Nürnberger Prozesse- Siegerjustiz oder Sieg der Gerechtigkeit?

Historiker und Juristen sind sich eigentlich recht ähnlich. Sie versuchen, den Wahrheitsgehalt ihrer "Zeugenaussagen" zu ermitteln. Insofern ist ein gewisses Naiv-Tun bzgl. des Quellenwerts einer (ja eigentlich, wenn man die Nebendiskussiom zum ersten Weltkrieg miteinbezieht mehrerer) Quelle(n) auch für einen historisch völlig unbeleckten Juristen (generisches Maskulin) erstaunlich. Klar, nicht jeder Jurist ist im Strafrecht tätig, aber ein gewisse Vertrautheit mit allen Formen Wahrheitsbeugung sollte man doch bei Juristen unterstellen können, oder? Insofern könnte man sogar unterstellen (nicht, dass ich das tue), dass die Empfehlung parteischer Quellen als Einführungsliteratur ganz andere Ziele als die der Schülerhilfe verfolgt.

Darf ich daruf verweisen, El Quichote, daß von Juristen der Zeugenbeweis gerade in geschichtlich-politischen Prozessen als der zumeist schwächste Beweis angesehen wird und das zu Recht?

Klären Sie mich darüber auf, was Sie hier mit den ganz anderen Zielen meinen?

Halten Sie es für untunlich, wenn ich angesichts obigen Zitates zunächst hier nicht weiter eigene Ansichten vortrage, sondern im Interesse von Miame versuche, 3 Fliegen mit einer Klappe zu schlagen?

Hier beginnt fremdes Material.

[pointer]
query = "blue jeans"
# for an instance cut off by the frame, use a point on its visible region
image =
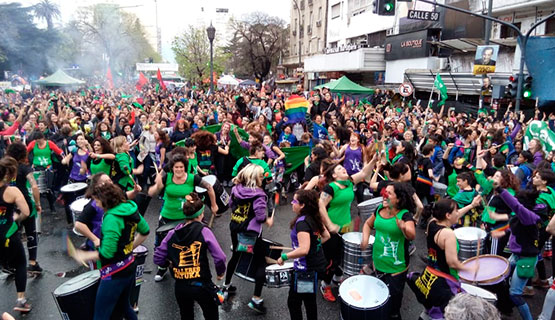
(515, 291)
(113, 295)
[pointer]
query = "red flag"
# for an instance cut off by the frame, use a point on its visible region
(109, 79)
(142, 81)
(159, 76)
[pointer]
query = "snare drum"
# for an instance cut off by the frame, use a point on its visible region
(279, 276)
(75, 298)
(468, 238)
(479, 292)
(245, 267)
(363, 297)
(368, 207)
(492, 270)
(76, 208)
(440, 189)
(353, 257)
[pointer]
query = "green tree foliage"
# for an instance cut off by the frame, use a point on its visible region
(23, 46)
(192, 53)
(257, 43)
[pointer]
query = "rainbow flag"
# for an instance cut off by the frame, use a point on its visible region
(295, 108)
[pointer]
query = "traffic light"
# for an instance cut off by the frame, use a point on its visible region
(385, 7)
(512, 86)
(527, 88)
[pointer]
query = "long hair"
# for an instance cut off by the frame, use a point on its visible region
(309, 198)
(250, 176)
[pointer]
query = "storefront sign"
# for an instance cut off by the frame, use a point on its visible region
(423, 15)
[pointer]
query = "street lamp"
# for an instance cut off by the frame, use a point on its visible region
(211, 31)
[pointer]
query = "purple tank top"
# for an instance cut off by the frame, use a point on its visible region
(74, 174)
(353, 160)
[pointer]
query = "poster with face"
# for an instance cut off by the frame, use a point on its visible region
(484, 61)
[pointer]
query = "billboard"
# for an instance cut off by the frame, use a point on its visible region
(485, 59)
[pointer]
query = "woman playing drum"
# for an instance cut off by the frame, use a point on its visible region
(177, 184)
(307, 234)
(394, 226)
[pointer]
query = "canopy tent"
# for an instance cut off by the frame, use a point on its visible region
(228, 80)
(248, 83)
(344, 85)
(59, 79)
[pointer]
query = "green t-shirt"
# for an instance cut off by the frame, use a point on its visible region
(174, 196)
(390, 251)
(339, 208)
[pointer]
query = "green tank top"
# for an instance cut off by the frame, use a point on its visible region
(42, 157)
(339, 208)
(101, 166)
(389, 248)
(174, 196)
(193, 164)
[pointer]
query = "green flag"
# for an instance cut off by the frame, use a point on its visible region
(442, 90)
(540, 130)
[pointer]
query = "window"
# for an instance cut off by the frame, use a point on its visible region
(336, 11)
(507, 32)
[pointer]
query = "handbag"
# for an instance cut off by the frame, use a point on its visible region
(246, 241)
(305, 281)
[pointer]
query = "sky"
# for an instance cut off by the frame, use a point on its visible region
(174, 15)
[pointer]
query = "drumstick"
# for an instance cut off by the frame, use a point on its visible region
(72, 252)
(281, 248)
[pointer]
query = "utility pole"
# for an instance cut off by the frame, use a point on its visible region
(522, 40)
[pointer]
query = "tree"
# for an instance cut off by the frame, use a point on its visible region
(192, 53)
(48, 11)
(113, 37)
(256, 44)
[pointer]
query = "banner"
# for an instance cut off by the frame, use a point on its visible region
(485, 59)
(539, 129)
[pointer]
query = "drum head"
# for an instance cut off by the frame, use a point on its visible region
(364, 292)
(140, 249)
(169, 226)
(78, 283)
(78, 205)
(72, 187)
(469, 233)
(356, 238)
(478, 292)
(491, 269)
(286, 266)
(371, 202)
(211, 179)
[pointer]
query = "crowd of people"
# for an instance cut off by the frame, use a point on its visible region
(130, 148)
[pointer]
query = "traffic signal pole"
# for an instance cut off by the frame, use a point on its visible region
(523, 39)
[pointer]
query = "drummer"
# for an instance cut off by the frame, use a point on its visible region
(395, 227)
(26, 183)
(248, 204)
(185, 250)
(443, 253)
(523, 243)
(115, 253)
(11, 248)
(307, 235)
(177, 184)
(335, 209)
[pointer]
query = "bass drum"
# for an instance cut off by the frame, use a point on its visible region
(75, 298)
(363, 298)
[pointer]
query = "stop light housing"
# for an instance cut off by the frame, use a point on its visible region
(385, 7)
(512, 86)
(527, 88)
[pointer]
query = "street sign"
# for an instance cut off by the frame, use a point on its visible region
(423, 15)
(405, 89)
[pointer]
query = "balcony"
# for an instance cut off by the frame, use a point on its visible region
(347, 58)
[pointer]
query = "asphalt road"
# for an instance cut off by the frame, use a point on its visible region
(157, 299)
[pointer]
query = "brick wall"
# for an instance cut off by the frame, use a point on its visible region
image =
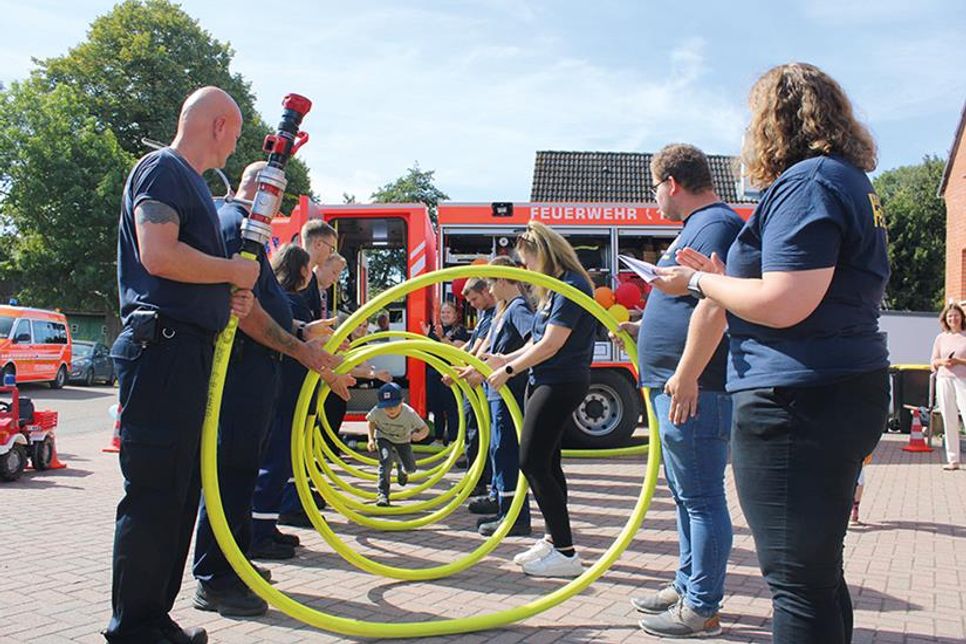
(956, 224)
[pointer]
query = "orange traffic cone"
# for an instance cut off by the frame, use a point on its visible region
(916, 442)
(115, 445)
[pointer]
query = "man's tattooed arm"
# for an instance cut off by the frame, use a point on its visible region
(155, 212)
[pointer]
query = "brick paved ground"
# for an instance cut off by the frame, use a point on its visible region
(906, 567)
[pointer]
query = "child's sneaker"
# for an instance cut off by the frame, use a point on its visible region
(538, 550)
(680, 622)
(554, 564)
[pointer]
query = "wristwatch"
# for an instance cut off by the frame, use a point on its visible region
(694, 285)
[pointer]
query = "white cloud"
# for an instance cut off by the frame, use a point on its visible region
(479, 113)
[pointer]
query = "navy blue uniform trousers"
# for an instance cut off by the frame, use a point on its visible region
(247, 407)
(163, 392)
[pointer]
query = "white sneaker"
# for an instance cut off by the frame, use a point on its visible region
(554, 564)
(538, 550)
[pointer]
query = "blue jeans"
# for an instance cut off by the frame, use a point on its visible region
(695, 454)
(505, 458)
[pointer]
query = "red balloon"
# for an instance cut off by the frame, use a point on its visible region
(628, 294)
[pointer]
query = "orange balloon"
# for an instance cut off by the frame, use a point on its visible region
(628, 294)
(620, 313)
(604, 296)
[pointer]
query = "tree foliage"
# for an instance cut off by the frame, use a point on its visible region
(387, 267)
(916, 219)
(140, 62)
(62, 174)
(416, 186)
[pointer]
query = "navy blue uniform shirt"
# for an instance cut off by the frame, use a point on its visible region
(267, 289)
(511, 332)
(454, 333)
(482, 328)
(165, 177)
(572, 362)
(313, 299)
(293, 373)
(820, 213)
(664, 326)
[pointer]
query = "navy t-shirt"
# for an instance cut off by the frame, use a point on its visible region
(572, 362)
(820, 213)
(267, 289)
(664, 326)
(293, 372)
(313, 299)
(453, 333)
(511, 332)
(165, 177)
(482, 328)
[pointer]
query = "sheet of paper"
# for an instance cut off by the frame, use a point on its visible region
(644, 269)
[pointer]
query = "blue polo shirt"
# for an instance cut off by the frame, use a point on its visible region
(664, 326)
(511, 332)
(572, 362)
(165, 177)
(267, 289)
(820, 213)
(482, 328)
(293, 373)
(313, 299)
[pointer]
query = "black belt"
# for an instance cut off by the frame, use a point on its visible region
(244, 343)
(171, 327)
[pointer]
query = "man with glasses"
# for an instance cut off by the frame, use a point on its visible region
(319, 240)
(685, 372)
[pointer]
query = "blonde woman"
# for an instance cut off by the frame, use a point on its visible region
(808, 367)
(949, 363)
(558, 356)
(509, 331)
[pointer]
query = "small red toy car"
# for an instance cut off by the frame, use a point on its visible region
(25, 433)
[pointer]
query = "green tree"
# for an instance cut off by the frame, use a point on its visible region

Ist es Recht, wenn ich für einige Zeit aus dem Buch von der Lippes alle Elemente chronologisch und wörtlich zitiere, die sich kritisierend, lobend und neutral zur Prozeßführung von Anklage und Gericht, kritisierend, lobend und neutral zur Verteidigung, kritisierend, lobend und neutral zu den Angeklagten und sonstigen Prozeßbeteiligten verhalten?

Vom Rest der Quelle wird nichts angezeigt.